A TAP não deixa a ciência voar

É com estupefação que lemos que a TAP deixou de transportar animais de laboratório. Esta decisão responde às pretensões das chamadas associações de defesa dos direitos dos animais mas constitui-se como um sério entrave ao desenvolvimento de investigação científica.

O uso de animais de laboratório na investigação científica é uma das atividades mais reguladas a nível nacional e internacional. A regulação legal e ética assegura que o uso de animais em investigação é restrito às situações em que não existe qualquer alternativa viável e que estão garantidas todas as condições de bem-estar para os animais.
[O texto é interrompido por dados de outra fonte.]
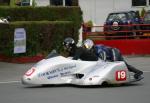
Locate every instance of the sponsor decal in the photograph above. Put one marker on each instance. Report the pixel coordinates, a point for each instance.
(30, 72)
(55, 72)
(121, 75)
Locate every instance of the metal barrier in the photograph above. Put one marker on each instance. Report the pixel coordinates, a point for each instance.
(131, 31)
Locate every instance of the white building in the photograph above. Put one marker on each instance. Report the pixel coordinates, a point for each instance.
(97, 10)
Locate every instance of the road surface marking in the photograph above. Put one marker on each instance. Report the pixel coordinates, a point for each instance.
(7, 82)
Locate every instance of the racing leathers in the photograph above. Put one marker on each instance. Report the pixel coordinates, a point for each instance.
(113, 54)
(84, 54)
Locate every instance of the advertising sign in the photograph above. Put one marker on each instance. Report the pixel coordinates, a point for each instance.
(19, 40)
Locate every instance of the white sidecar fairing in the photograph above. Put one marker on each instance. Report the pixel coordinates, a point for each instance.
(61, 70)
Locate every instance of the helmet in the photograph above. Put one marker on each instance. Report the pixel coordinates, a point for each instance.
(69, 43)
(88, 44)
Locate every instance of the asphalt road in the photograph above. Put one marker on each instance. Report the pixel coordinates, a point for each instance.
(12, 91)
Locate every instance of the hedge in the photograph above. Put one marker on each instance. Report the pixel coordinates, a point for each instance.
(46, 27)
(42, 36)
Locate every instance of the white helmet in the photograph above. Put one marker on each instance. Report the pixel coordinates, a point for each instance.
(88, 44)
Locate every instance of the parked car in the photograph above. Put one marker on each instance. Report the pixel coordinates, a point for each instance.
(123, 18)
(146, 20)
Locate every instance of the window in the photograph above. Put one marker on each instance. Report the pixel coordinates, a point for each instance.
(56, 2)
(139, 2)
(68, 2)
(61, 2)
(25, 2)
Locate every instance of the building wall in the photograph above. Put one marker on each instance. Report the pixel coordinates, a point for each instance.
(97, 10)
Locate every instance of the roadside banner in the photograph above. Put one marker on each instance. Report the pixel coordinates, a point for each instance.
(19, 40)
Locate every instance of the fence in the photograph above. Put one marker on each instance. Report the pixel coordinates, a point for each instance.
(129, 39)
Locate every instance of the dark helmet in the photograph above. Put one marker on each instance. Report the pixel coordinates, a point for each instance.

Comparar o uso de animais em investigação científica com a sua utilização em atividades recreativas é de uma falta de senso tão grande que nem merece qualificação. Mas descredibiliza de tal forma as chamadas associações de defesa dos direitos dos animais que acaba por enfraquecer a sua luta justa contra a barbárie das touradas, por exemplo.

A Medicina científica ocidental tem contribuído de forma significativa para o desenvolvimento de tratamentos eficazes para a esmagadora maioria das doenças com que a Humanidade se deparou. A Medicina científica ocidental permitiu aumentar a esperança média de vida de uma forma absolutamente inimaginável e aumentar a sua qualidade de vida de uma forma absolutamente esmagadora. Sem investigação científica, muitos cancros matariam em semanas ou meses, a maioria das pneumonias serão fatais, a hepatite C não teria cura, o HIV seria muito mais mortal, a Esclerose Múltipla não teria tratamentos, a depressão e esquizofrenia seriam doenças capazes de condenar irreversivelmente quem delas padece e por aí em diante.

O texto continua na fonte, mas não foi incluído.